İlk hedefin elbette paralimpik oyunlara gidebilmek. 2016’da gittiğimde ilk Türk kadın sporcu olarak gittim ama bu tek olmak istediğim bir şey değil. Bu kez istediğim Tokyo 2020 oyunlarına ekip olarak gidebilmek. Kendi antrenörüm de gelsin istiyorum çünkü o en çok hak eden kişi. Kendisine maddi imkanlar sunabilecek birçok iş yapabilecek olmasına rağmen Osman Hocam benimle gönüllü olarak yıllardır çalışıyor. Onunla gidebilmeyi istiyorum. İlerleyen süreçte ise akademik kariyer düşünüyorum.
Seninle birlikte Türkiye’de tekerlekli sandalye tenisi popüler oldu diye düşünüyorum. Başladığın günden bu yana bir yol haritası çizmiş miydin? Bu yönde bir danışmanlık aldın mı? Yoksa bu tamamen kendi vizyonunun getirdiği bir başarı mı?

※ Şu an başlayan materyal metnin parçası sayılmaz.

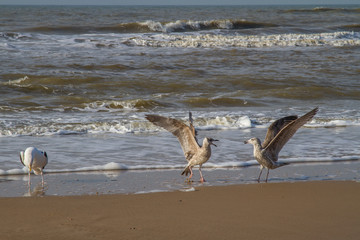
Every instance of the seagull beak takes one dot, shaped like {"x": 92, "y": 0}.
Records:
{"x": 213, "y": 141}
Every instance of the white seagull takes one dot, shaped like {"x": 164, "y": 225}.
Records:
{"x": 194, "y": 153}
{"x": 277, "y": 136}
{"x": 35, "y": 160}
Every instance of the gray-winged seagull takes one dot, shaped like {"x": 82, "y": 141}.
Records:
{"x": 194, "y": 153}
{"x": 277, "y": 136}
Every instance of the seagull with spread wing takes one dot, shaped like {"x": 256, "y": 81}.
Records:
{"x": 194, "y": 153}
{"x": 278, "y": 134}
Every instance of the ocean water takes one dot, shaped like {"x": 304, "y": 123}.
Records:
{"x": 78, "y": 81}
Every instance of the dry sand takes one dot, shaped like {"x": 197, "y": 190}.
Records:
{"x": 302, "y": 210}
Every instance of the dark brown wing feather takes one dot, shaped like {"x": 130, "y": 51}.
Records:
{"x": 276, "y": 127}
{"x": 183, "y": 133}
{"x": 192, "y": 128}
{"x": 278, "y": 142}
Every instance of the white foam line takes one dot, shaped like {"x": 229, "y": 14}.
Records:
{"x": 121, "y": 167}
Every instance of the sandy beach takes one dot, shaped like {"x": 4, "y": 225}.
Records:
{"x": 301, "y": 210}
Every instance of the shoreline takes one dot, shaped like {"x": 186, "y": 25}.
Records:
{"x": 148, "y": 181}
{"x": 299, "y": 210}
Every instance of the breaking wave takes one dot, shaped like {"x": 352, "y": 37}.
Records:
{"x": 336, "y": 39}
{"x": 153, "y": 26}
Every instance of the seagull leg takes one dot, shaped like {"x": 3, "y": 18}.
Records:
{"x": 261, "y": 168}
{"x": 29, "y": 183}
{"x": 42, "y": 179}
{"x": 202, "y": 179}
{"x": 267, "y": 175}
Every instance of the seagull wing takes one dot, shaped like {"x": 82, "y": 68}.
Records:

Öncelikle bu güzel soru için teşekkür ederim. Biz çoğu zaman yol çizmeden planlama yapmadan kendimizi bir anda bir şeyin içinde buluyoruz. Çünkü o şekilde bir ekibimiz yok. Benim çevremde hep iyi insanlar vardı, o yüzden şanslıydım. Tenisle şunu öğrendim ki; hiç kimse hiçbir zaman beni benden daha fazla önemsemeyecek. Ben her şeyi kendi başıma yapmayı öğrenmem lazım. Şu an ise kendimi 4 yıl sonra nerede görmek istediğimi biliyorum, olmaz ise b ve c planlarım da var.
Tenis dışında zamanı nasıl geçiriyorsun?
Ben insanlarla bir arada olmayı çok seviyorum, böyle deşarj oluyorum. Arkadaşlarım ve antrenörümle vakit geçiriyorum beraber PlayStation yada bilardo oynamayı seviyoruz. Hayatımda hiç Barbie bebekle oynadığımı hatırlamıyorum, Barbie bebeğim bile astronottu benim. Animasyon izlemeyi seviyorum. Hepimiz mutlu olabilmek için içimizdeki çocuğu yaşatmalıyız diye düşünüyorum.